On of the Borderland’s initiatives is Zustrich, the meeting place and a club in Sejny in the building of the old yeshiva.
Zustrich is managed b Dasha who comes from the Kherson region and has been staying in Sejny and Krasngruda since 5 March. In Ukraine Dasha worked with children as an art and culture instructor. The outbreak of the war found her in Kyiv where she was going to work with children in a children’s club, Artek. She was advised to move to the west of the country with the children from the Artek club. Next, she went to Poland. She is hoping to come back to Ukraine and continue her work which will definitely be enriched by her experience of forking for the Borderland Foundation.
In Zustrich you can come and spend some time. You can see some works of the Ukrainian artists who have been staying in Sejna and its neighbourhood. Thanks to the work of the team of US volunteers who contacted the Borderland, Zustrich welcomes children and adults to take part in special activities which make Zustrich a mini- English language summer camp.
The Borderland volunteers are aware of the fact that in order to prepare meaningful and successful activities for different age groups, primary school children, teenagers and adults, and different competency levels, they need to work a lot every evening discussing things and consulting their ideas.

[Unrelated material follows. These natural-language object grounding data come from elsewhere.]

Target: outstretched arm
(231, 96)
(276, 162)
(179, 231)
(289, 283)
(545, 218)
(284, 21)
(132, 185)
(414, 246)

Sara, despite her doubts in the first place believes that teaching English in a bit more relaxed way is a good idea. Hopefully, the participants of the activities will be more willing to learn English in a regular school conditions. She also sees that the fact that children are taken care of in the afternoon in Zustrich is a huge help to their mothers.
Jack is a special team member because of his command of Russian. A student of Yale, he came to Sejny having been advised to do so by Timothy Snyder one of his lecturers and a friend of the Borderland Foundation. There is one thing Jack particularly remembers about his work in Zustrich; ‘We and the students constructed an obstacle course in дом встречи out of chairs, tables, and other mundane objects. We then blindfolded, one student at a time, and the other students were tasked with guiding the student through the obstacle course using English directions to turn left, right or continue’.
Jack has another story showing that the volunteers work not only in the Zustrich room; ‘the other day Sara and Maayan treated the Ukrainian girls of our housing complex to a "spa night," replete with nail polish and face masks, while I showed the boys a classic American movie.’
Maayan, another team member, says that despite the discussions and preparations, you need to be flexible, spontaneous and sometimes it is necessary to follow you intuition as the reality doesn’t seem to work with the perfect lesson plans designed the night before.
The element of spontaneity is well seen in the “spa and movie night” but also in one of Maayan and Sara’s first mornings of their stay here. As they share the dormitory with a group of Ukrainian guests and their children, they came up with the idea of baking cookies. It doesn’t matter that some of the ingredients were unavailable and the cookies went flat. They were eatable, but what matters even more is the fact that thanks the shared experience which was baking, the American volunteers and the Ukrainian children had an opportunity to meet and share something together. Zustrich literally means meeting and if it is limited only to certain time of the day and a particular place, it quickly turns into an artificial bubble.
Zustrich should go beyond that.
Zustrich is open every day from 14:00 to 20:00.